The nominating process for the 2016 Republican presidential candidate could be fraught with chaos because of the unusually large number of candidates who will likely run, creating real problems for the GOP, which is likely to end up without what many might consider a powerful, unifying nominee, an analysis by Real Clear Politics suggests
The candidate who does emerge could very likely come from a brokered convention, notes RCP's Sean Trende of possible scenarios.
"I see a race that is largely chaotic. It is one where an unusually large number of candidates have perfectly plausible paths, if not to the nomination, then at least to lengthy runs deep into the balloting process," Trende said.
"This is because 2016 really is the deepest GOP field in a very, very long time. In fact, it isn't even close. To be clear, that doesn't mean the eventual candidate is (or will be) the strongest Republican nominee ever. I think that's unlikely…" he added. "This year, eighth place will probably be a candidate we now see as a legitimate contender for the nomination."
Among those mentioned on the list of possible GOP nominees include Jeb Bush, Mitt Romney, Chris Christie, Rick Perry, John Kasich, Marco Rubio, Bobby Jindal, Scott Walker, Mike Huckabee, Rick Santorum, Rand Paul, Ted Cruz, Ben Carson, Carly Fiorina, John Bolton, Peter King, along with possibly Mike Pence and Rick Snyder, RCP said.
Using a rating system, giving points for political heft and also "star power," Trende says the field is a more qualified one from years past, noting a 56-point score today versus just 39 points for candidates who ran in 2008.
He adds of his analysis: "It is likely that some of these candidates will drop out as we approach actual voting for the usual reasons: they fail to gain traction in the polls, fail to raise money, or are excluded from debates. At the same time, I think that this "early winnowing" effect will be more muted than is usually the case. Most of the candidates on my list tend to draw support from different wings of the party, have different bases of fundraising, and will register at least some support in Iowa.

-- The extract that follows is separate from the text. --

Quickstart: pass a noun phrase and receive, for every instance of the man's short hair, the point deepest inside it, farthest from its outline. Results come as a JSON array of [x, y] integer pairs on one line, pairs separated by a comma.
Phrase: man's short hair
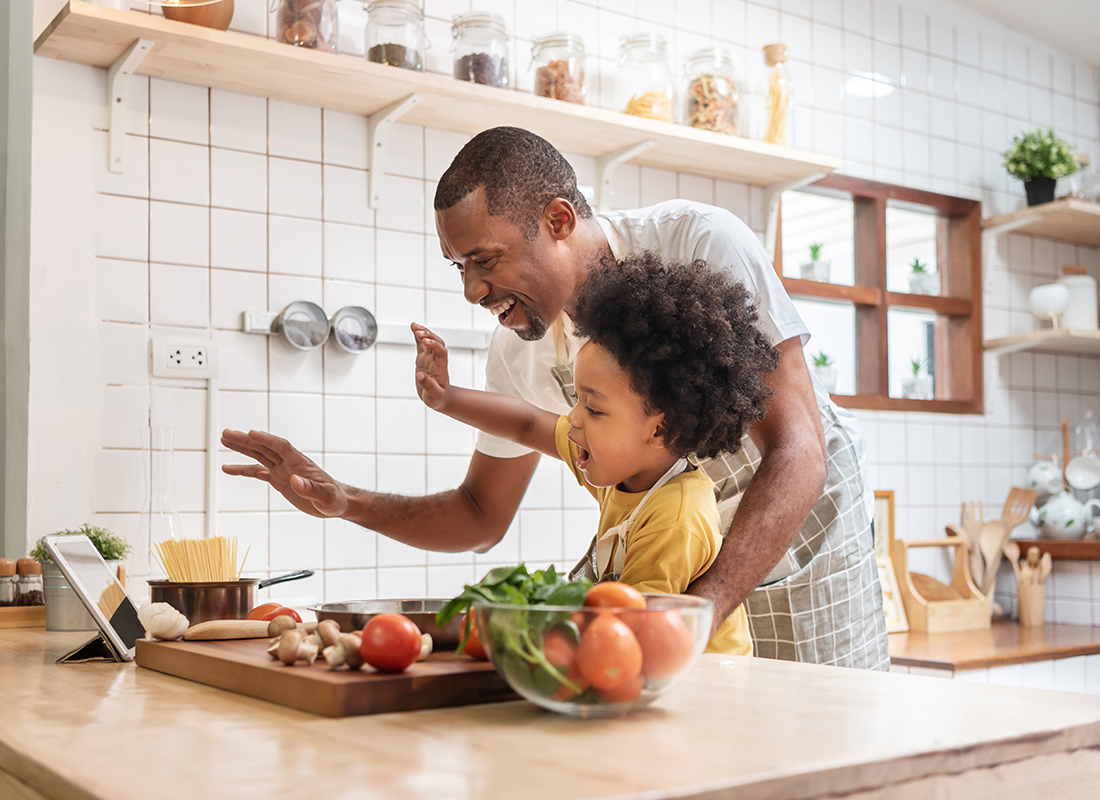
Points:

"Someone might catch fire, but I think the lack of an overwhelmingly strong candidate means that it is just as likely that the polling remains very tight, with candidates struggling to make it out of the low teens," Trende predicts. "This keeps even marginal candidates in striking distance and will decrease the incentive to drop out. Our hypothetical field of 16 might be 10 by caucus day, but it will be a very serious group of 10."
Some pundits are already questioning whether a crowded field may be detrimental to Republicans in the end. "While it is not often that after eight years of a presidency that a president's party wins the next election, a Republican field of a dozen or more candidates may ensure just that," writes Forbes contributor Thomas Del Baccaro
in a column published Wednesday.
Noting the size of the GOP field thus far, possibly as many as 25 candidates, The Washington Post's Chris Cillizza
calls it "the biggest in the modern history of Republican nominating fights."
He adds: "The reason is simple: The field — even with Bush and maybe even Romney in it — is more wide open than any race for the GOP nomination in more than two decades. There's no heavy favorite; heck, there's barely a front-runner."